Striking employees say staff shortages have left them feeling overworked and burnt out. In a recent statement, Kaiser Permanente said it has agreed to accelerate hiring, setting a goal of hiring 10,000 new people for union-represented jobs by the end of 2023.
The union coalition is demanding higher pay, a strategy by Kaiser Permanente management to tackle chronic staff shortages, protections against outsourcing, and earlier notice when management calls remote workers back to in-person work.
According to an update by the SEIU-UHW, negotiating progress was made before the strike began, though management and the unions are still far apart regarding employee raises.

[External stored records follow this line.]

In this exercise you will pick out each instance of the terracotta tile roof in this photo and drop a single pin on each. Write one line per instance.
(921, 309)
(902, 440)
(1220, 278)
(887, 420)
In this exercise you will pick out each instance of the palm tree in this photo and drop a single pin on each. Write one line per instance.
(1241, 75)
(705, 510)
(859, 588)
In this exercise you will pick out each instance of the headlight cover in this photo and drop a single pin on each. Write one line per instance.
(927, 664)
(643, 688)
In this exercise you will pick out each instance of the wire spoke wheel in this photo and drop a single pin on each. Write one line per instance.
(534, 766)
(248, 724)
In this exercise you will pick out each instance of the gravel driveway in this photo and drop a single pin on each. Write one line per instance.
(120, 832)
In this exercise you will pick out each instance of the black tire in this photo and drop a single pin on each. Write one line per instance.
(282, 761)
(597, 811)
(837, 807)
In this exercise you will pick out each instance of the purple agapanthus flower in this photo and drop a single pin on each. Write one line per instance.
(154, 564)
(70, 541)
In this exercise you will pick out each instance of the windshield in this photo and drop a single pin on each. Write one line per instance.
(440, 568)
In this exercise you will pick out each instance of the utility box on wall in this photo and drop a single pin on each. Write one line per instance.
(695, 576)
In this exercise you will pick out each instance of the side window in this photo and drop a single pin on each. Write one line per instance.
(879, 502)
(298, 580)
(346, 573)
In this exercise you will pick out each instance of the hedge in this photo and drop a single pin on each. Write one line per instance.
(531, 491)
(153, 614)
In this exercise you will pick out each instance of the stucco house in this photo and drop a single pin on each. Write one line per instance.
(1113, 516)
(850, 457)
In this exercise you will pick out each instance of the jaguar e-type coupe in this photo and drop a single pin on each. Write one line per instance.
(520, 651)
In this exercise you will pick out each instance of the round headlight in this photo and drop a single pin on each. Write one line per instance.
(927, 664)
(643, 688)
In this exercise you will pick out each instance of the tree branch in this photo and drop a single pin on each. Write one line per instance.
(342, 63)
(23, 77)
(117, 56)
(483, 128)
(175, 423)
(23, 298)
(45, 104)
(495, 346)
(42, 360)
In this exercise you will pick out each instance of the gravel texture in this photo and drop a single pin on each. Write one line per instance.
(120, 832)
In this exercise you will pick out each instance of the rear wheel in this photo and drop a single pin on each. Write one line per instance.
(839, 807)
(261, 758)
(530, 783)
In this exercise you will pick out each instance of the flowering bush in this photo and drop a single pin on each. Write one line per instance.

Kaiser Permanente has offered location-dependent wage increases, with a maximum of 4% for each of the four years of the new contract, according to an October 1 update by SEIU-UHW. The coalition rejected that offer, saying such a raise proposal fails to keep up with the cost of living.
The coalition is asking for an across-the-board 6.5% raise in the first two years of the labor contract and a 5.75% raise in the next two years.
“Workers are really being squeezed right now,” Renee Saldana, a spokesperson for SEIU-UHW, told CNN. “They went through the worst global health crisis in a generation and then they come out and they’re worried about paying rent, they’re worried about losing their house, they’re worried about living in their cars.”
In a statement, Kaiser Permanente said it is a leader in pay.
“We lead total compensation in every market where we operate, and our proposals in bargaining would ensure we keep that position,” a spokesperson for Kaiser Permanente said in a statement.
Kaiser Permanente management and union representatives agreed on some of the union’s demands. For example, Kaiser Permanente agreed to renew outsourcing and subcontracting protections for many workers, and decided on 60-day notice before remote staff are required to return to in-person work, according to SEIU-UHW.